This makes no sense, and it’s absurd anyone thinks it does. If the AI PR were any good, it wouldn’t need review. And if it does need review, why would the AI be trustworthy if it did a poor job the first time?
This is like reviewing your own PRs, it completely defeats the purpose.
And no, using different models doesn’t fix the issue. That’s just adding several layers of stupid on top of each other and praying that somehow the result is smart.
I get your point, but reviewing your own PRs is a very good idea.

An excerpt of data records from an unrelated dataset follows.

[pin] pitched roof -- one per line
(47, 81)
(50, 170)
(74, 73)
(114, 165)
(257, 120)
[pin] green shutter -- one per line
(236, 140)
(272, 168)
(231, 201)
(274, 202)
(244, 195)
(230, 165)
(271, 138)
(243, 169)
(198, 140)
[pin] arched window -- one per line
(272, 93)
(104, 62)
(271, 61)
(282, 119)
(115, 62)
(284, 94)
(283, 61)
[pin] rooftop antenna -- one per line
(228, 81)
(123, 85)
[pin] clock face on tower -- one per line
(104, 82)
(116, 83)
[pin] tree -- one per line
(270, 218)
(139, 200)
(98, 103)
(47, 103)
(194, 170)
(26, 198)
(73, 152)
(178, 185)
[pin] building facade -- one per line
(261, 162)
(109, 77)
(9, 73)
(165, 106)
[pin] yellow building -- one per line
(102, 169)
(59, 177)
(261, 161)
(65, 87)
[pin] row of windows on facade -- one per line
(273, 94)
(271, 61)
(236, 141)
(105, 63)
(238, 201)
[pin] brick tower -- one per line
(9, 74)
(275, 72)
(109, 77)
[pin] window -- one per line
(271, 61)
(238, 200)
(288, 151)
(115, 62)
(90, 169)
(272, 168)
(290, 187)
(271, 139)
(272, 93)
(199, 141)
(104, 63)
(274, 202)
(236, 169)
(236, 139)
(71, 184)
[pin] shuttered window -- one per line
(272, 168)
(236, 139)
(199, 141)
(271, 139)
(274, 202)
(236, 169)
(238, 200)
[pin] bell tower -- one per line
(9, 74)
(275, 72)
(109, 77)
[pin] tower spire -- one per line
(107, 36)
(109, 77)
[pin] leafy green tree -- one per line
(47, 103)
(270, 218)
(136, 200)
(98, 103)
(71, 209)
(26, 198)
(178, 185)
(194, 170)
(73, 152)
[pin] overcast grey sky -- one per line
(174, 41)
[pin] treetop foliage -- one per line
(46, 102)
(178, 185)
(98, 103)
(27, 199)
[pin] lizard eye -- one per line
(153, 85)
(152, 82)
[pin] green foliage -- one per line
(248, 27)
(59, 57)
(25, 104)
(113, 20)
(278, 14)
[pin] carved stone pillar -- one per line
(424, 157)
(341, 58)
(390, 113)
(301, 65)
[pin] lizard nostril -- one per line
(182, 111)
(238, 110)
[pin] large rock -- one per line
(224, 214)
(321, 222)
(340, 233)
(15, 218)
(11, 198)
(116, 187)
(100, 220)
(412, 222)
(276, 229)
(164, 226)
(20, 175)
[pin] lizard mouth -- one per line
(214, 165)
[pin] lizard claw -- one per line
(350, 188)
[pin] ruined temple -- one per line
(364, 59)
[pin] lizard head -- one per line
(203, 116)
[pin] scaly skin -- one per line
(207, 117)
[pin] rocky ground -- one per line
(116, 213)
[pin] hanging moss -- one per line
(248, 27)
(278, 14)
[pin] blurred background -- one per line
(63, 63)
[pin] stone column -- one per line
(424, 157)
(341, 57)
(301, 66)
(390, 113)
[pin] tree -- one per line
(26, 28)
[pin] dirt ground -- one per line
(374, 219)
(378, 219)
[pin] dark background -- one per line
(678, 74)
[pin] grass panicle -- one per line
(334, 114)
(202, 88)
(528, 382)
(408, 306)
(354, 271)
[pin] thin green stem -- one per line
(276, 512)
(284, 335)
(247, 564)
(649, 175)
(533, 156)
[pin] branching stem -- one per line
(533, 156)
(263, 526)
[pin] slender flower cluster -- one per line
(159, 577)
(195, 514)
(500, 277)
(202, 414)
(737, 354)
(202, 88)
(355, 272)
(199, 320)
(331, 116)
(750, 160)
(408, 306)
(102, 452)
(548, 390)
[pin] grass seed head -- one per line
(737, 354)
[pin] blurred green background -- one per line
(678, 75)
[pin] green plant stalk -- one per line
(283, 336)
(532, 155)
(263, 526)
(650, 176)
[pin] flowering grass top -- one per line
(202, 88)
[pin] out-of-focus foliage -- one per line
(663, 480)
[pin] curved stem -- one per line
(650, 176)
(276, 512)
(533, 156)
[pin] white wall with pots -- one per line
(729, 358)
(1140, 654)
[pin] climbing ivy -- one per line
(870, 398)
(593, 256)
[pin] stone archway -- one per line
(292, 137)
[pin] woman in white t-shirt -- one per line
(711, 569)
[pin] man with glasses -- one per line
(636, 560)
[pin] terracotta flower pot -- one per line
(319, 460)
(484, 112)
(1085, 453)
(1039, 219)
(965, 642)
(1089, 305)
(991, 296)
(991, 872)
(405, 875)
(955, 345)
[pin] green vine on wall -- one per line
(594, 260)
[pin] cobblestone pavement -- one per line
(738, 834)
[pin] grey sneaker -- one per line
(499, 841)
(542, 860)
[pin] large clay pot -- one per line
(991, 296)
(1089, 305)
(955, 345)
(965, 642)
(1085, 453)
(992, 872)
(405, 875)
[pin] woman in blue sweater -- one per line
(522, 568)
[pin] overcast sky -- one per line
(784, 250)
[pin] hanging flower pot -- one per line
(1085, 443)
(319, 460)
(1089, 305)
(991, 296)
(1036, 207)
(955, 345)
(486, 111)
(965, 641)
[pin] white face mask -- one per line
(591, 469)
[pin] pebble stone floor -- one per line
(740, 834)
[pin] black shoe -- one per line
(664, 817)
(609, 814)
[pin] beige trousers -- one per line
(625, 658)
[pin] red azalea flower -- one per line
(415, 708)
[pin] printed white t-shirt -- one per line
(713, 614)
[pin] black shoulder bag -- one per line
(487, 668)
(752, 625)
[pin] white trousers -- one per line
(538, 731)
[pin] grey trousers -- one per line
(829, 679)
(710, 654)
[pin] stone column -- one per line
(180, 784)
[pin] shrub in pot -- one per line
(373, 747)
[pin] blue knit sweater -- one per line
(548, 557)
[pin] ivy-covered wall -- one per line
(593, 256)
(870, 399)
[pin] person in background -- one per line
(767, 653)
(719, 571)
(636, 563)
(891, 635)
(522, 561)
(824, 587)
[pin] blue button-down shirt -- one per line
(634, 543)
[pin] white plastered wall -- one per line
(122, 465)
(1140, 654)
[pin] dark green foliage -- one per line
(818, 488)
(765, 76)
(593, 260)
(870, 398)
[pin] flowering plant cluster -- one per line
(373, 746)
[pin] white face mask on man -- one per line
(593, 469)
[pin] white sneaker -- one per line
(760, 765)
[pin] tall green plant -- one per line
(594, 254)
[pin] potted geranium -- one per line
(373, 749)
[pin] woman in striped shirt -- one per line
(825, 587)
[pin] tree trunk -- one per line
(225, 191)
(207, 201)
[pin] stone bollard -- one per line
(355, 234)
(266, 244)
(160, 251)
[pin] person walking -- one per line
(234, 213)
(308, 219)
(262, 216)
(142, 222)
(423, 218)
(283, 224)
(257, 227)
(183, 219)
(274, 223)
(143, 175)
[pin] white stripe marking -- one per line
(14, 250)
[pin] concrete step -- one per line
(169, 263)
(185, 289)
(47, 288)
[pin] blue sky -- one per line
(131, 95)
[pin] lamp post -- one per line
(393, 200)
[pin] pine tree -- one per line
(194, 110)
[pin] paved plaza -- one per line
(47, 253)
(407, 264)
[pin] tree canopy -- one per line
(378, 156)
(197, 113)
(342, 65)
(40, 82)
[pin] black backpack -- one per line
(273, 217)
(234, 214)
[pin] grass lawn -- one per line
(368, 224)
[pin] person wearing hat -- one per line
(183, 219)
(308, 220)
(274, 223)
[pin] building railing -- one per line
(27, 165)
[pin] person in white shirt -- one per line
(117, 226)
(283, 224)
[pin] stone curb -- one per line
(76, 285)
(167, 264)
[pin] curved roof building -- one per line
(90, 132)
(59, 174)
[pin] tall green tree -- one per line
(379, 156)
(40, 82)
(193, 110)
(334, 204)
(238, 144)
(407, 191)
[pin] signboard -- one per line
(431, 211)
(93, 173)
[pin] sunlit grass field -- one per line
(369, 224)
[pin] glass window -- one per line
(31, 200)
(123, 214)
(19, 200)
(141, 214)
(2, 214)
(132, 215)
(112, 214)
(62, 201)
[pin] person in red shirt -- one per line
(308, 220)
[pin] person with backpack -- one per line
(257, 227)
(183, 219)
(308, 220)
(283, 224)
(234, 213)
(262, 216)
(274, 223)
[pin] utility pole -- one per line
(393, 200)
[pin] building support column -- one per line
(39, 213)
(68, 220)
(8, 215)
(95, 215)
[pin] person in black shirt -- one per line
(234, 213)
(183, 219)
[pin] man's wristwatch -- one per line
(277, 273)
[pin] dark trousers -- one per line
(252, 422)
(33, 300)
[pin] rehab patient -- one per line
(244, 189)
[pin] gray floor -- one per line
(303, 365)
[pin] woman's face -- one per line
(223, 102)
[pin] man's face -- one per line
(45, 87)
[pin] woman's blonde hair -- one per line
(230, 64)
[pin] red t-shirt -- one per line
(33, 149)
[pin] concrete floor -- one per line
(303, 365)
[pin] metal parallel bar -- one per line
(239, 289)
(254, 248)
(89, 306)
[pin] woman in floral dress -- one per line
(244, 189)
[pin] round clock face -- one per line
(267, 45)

As insulting as it is to submit an AI-generated PR without any effort at review while expecting a human to look it over, it is nearly as insulting to not just open the view the reviewer will have and take a look. I do this all the time and very often discover little things that I didn't see while tunneled into the code itself.
I haven't taken a strong enough position on AI coding to express any opinions about it, but I vehemently disagree with this part:
> This is like reviewing your own PRs, it completely defeats the purpose.
I've been the first reviewer for all PRs I've raised, before notifying any other reviewers, for so many years that I couldn't even tell you when I started doing it. Going through the change set in the Github/Gitlab/Bitbucket interface, for me, seems to activate an different part of my brain than I was using when locked in vim. I'm quick to spot typos, bugs, flawed assumptions, edge cases, missing tests, to add comments to pre-empt questions ... you name it. The "reading code" and "writing code" parts of my brain often feel disconnected!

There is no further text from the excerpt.